Dans une période économique difficile, il serait bon que le Conseil d'Etat affirme sa volonté de donner la priorité à l'emploi, par l'amélioration des conditions-cadres offertes aux entreprises, y compris en matière de circulation et de transport.
C'est pour toutes ces raisons, Mesdames et Messieurs les députés, que la minorité de la commission vous demande de bien vouloir renvoyer cette pétition au Conseil d'Etat et non de vous contenter de la déposer sur le bureau du Grand Conseil, à titre de renseignement, comme vous le propose une petite majorité de la commission.
Débat
M. Andreas Saurer (Ve), rapporteur de majorité. Nous avons certainement beaucoup de points de désaccord avec M. Balestra, certainement aussi avec M. Ducrest. Mais nous sommes, je le crois, d'accord sur un point : quel que soit le résultat du vote au sujet de cette pétition, la politique ne changera pas d'un iota en matière de politique des transports. Compte tenu de cela, étant donné que l'ordre du jour est relativement chargé, je propose d'arrêter les débats et de passer tout de suite au vote.
M. Pierre Ducrest (L), rapporteur de minorité ad interim. Excusez-moi d'intervenir, Monsieur le rapporteur de majorité, mais je voudrais aborder quelques points, vu que je représente la minorité dans cette affaire.
Cette pétition a été déposée le 6 décembre 1995. Elle comptait vingt-deux mille deux cent seize signatures. Il ne faut donc pas traiter cette pétition à la légère, puisque, comme le dit le rapporteur de minorité, ce nombre suffirait à déposer deux initiatives. Cette pétition concrétise la crainte légitime d'une partie de la population représentée par des milieux qui ne sont - et de loin - pas des outranciers. J'en veux pour preuve l'acceptation tacite de créer des zones 30 km/h là où cela est logique et positif pour les habitants de tel ou tel quartier.
Cette pétition est le résultat d'un manque de concertation sur certains projets, notamment dans l'élaboration de «Tout doux les Pâquis» en 1991. Elle suit la crainte exprimée par rapport aux mesures contraignantes prises dès le 1er juillet 1993. Il faut relever que ces mesures ont été modifiées ou abrogées moins de six mois après par le gouvernement actuel, attentif aux plaintes émises alors par les usagers.
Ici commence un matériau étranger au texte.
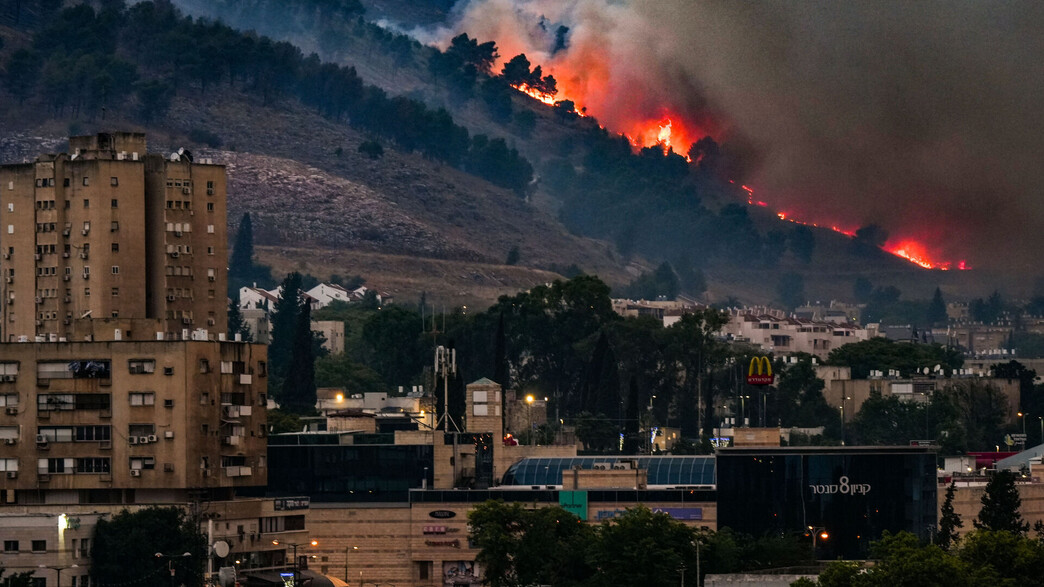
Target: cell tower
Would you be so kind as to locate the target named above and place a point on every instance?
(446, 366)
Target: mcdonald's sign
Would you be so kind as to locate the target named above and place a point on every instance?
(764, 372)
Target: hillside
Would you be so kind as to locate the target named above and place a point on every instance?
(290, 128)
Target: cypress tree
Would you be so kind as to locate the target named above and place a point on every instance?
(236, 324)
(284, 321)
(299, 388)
(949, 522)
(1000, 506)
(241, 263)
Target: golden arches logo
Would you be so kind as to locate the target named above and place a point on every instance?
(764, 372)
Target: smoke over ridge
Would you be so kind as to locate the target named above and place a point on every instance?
(922, 117)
C'est dire que ces mesures ne devaient pas tenir compte de l'ensemble des données du problème; elles résultaient d'un ukase des services dont le rôle était de favoriser la fluidité du trafic.
Or, où en sommes-nous actuellement ? Les craintes des pétitionnaires sont-elles maintenant caduques ? Eh bien, rien n'est moins sûr ! Il suffit de savoir que des plans sont sortis pour bloquer totalement l'accès à certains quartiers par le système des poches autonomes. A ce sujet, le projet commandé par l'OTC à Transitec est exemplaire... Ce projet est d'ailleurs en «collision» avec les études métro variantes/pont du Mont-Blanc pour la fluidité du trafic.
Enfin, cerise sur le gâteau : les ayatollahs du système outrancier invétéré lancent une initiative pour généraliser la vitesse maximum à 30 km/h dans toutes les villes de Suisse. C'est dire que cette pétition mérite mieux qu'un dépôt sur le bureau du Grand Conseil. Elle doit absolument être transmise au Conseil d'Etat, afin qu'il en tienne compte dans les études en cours.
Cela s'appelle, Monsieur le rapporteur de majorité, l'acceptation de la transparence.
La présidente. Je mets aux voix le dépôt de la pétition sur le bureau du Grand Conseil
Le résultat est douteux.
Il est procédé au vote par assis et levé.
Le sautier compte les suffrages.
Mises aux voix, les conclusions du rapport de la majorité de la commission des transports (dépôt de la pétition sur le bureau du Grand Conseil à titre de renseignement) sont adoptées par 37 oui contre 36 non.